Model.eval() gives incorrect loss for model with batchnorm layers

This code snippet reproduces the issue for me on pytorch 1.1.0

import torch
import torch.nn as nn
import torch.optim as optim        
                                                                       
class SimpleNet(nn.Module):
    def __init__(self, image_size_total):
        super(SimpleNet, self).__init__()
                           
        self.conv1 = nn.Conv2d(1, 64, 3, padding=1)
        self.relu = nn.ReLU(inplace=True)
        self.bn1 = nn.BatchNorm2d(64)
        self.max_pool1 = nn.MaxPool2d(2)
                                                               
        self.fc1 = nn.Linear((image_size_total//4) * 64, 2)

    def forward(self, x):
        x = self.conv1(x)
        x = self.relu(x)
        x = self.bn1(x)
        x = self.max_pool1(x)

        x = x.view(-1, self.num_flat_features(x))
        x = self.fc1(x)
        return x


    def num_flat_features(self, x):
        size = x.size()[1:] # all dimensions except the batch dimension
        num_features = 1
        for s in size:
            num_features *= s
        return num_features

width = 64
height = 64
network = SimpleNet(width* height)

batchone = torch.ones([4, 1, 64, 64], dtype=torch.float, device=torch.device("cuda:1"))
outputone = torch.tensor([.5, .5]).to(torch.device("cuda:1"))
batchtwo = torch.randn([4, 1, 64, 64], dtype=torch.float, device=torch.device("cuda:1"))
outputtwo = torch.tensor([.01, 1.0]).to(torch.device("cuda:1"))
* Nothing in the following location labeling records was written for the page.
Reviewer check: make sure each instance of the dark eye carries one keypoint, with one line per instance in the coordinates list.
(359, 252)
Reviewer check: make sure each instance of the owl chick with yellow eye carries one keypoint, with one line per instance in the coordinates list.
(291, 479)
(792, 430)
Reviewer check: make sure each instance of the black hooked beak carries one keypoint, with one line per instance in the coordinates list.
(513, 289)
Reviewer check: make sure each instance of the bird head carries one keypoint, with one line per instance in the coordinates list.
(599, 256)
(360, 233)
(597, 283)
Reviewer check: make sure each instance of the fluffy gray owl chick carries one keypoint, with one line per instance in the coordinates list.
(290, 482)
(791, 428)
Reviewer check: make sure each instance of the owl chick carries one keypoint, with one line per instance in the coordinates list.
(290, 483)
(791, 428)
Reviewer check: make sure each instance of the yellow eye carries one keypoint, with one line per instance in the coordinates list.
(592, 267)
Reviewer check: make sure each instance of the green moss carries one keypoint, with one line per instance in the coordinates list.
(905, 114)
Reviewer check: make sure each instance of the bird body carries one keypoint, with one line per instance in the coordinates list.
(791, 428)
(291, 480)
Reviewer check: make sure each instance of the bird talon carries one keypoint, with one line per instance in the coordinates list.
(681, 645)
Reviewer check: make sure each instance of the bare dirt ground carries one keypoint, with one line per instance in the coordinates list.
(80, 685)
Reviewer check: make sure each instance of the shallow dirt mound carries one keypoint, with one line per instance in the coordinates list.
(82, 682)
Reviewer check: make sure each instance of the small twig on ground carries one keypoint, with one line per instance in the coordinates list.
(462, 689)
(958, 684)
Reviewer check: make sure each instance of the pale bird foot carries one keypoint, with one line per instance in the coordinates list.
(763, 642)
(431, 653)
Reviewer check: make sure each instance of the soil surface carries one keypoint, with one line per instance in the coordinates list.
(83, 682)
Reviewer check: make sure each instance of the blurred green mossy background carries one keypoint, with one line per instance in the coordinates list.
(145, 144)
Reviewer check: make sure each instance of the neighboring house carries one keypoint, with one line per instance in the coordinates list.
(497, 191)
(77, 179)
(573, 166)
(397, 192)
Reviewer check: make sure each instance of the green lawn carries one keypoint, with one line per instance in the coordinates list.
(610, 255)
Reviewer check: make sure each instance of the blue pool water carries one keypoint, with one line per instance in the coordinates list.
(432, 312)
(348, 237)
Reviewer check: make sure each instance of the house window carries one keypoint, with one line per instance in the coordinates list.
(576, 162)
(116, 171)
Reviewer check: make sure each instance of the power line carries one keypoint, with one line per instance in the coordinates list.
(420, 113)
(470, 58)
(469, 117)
def train_net(net, batch, output):
        net.train()

        optimizer = optim.SGD(net.parameters(), 0.0001)
        criterion = nn.MSELoss()

        # zero the parameter gradients
        optimizer.zero_grad()

        # forward + backward + optimize
        netoutput = net(batch)
        loss = criterion(netoutput, output)
        loss.backward()
        optimizer.step()
        return float(loss)

def evaluate_batch(net, batch, output, shouldeval):
        if shouldeval:
            net.eval()
        else:
            net.train()

        criterion = nn.MSELoss()

        # forward + backward + optimize
        netoutput = net(batch)
        loss = criterion(netoutput, output)
        return float(loss)

network.to(torch.device("cuda:1"))

for i in range(100):
    print("t loss1:", train_net(network, batchone, outputone))
    print("t loss2:", train_net(network, batchtwo, outputone))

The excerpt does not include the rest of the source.